I would use a war analogy here, with Covid-19 as the enemy. The US Civil War was the most lethal in US history. The casualties were horrific. Combat and non-combat deaths are estimated at around 655,000. And that’s in a country where the 1860 US Census calculated that the total population was only 31.4 million. That’s 2% of the population dead.

But, in today’s world, where medicine has advanced, a lot of those people’s lives would be saved. Evidence from casualties in the US wars in Afghanistan and Iraq show this. And that’s good. But, it’s not the whole picture. Someone without his legs or without an arm or with vital organs severely damaged is still a war casualty. And their life is forever altered.
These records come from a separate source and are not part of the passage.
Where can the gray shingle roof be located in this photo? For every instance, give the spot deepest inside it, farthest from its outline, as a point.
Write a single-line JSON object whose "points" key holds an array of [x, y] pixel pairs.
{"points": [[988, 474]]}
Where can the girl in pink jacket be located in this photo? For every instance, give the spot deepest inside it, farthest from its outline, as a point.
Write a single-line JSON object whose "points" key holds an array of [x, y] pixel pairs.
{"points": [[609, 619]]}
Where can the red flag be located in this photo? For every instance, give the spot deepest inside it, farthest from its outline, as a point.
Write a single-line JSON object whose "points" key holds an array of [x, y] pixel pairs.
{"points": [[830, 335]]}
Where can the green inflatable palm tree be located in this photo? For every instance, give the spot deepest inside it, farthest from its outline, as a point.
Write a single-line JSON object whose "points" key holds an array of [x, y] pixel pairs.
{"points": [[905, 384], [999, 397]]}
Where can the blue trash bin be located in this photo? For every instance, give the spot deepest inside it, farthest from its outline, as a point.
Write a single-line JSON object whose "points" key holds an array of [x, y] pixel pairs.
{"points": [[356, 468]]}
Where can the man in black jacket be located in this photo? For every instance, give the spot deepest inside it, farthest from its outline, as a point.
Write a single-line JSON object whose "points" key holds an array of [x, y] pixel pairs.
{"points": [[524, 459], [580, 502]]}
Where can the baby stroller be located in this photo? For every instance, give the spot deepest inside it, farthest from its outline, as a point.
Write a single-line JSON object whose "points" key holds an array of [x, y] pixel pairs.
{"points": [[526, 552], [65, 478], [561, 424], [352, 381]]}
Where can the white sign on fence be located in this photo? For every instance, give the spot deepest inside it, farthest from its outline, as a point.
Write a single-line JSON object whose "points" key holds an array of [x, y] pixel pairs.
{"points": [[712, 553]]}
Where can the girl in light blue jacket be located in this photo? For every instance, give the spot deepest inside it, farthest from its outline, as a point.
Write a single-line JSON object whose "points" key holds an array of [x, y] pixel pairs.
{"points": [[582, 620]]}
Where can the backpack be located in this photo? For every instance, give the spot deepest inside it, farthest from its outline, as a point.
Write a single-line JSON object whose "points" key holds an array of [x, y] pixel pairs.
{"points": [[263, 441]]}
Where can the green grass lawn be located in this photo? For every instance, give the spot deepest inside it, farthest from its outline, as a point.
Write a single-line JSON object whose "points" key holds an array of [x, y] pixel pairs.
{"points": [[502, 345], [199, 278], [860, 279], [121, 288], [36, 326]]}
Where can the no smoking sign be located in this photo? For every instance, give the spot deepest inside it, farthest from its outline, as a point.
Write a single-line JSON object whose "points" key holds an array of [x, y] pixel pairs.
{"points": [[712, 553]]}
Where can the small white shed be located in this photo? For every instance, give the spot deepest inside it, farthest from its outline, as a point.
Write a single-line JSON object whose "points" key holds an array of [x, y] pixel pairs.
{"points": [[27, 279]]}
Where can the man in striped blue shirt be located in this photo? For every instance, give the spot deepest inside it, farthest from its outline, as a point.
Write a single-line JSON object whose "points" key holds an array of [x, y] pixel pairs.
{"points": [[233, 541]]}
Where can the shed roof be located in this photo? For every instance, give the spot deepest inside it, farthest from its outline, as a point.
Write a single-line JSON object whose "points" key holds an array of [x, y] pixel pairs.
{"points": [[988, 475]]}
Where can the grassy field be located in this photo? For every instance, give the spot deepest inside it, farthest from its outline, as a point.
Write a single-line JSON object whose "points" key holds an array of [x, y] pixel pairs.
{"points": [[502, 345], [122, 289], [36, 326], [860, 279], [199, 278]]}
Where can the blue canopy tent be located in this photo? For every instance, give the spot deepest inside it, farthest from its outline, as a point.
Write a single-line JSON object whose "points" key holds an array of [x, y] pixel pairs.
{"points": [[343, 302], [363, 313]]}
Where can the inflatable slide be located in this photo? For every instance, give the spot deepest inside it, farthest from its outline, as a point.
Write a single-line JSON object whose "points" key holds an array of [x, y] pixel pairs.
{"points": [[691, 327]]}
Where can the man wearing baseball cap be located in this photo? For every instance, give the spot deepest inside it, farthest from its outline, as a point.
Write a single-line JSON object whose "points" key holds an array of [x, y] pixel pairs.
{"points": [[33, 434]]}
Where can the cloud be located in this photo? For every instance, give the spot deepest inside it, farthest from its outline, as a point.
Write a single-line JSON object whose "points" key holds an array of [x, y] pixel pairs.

We act like a body count is all that matters in terms of the human toll of this pandemic. But, all evidence suggests many healthy, young adults are developing the virus, beating it, but living with permanently reduced lung capacity and impaired health. Yes, the sick and the old are at much greater risk of death. But, is that the only risk that matters? Again, I am not an epidemiologist. I can’t tell you. But everything I have read suggests we are underplaying the health risk to healthy adults of contracting coronavirus.

Given what Trump has now said about lifting the lockdowns, I think my prediction about backside policy responses yesterday makes sense. We will see lockdowns lifted prematurely and then we’ll have to live with the consequences of that decision, now and next year as well, when the virus may re-emerge.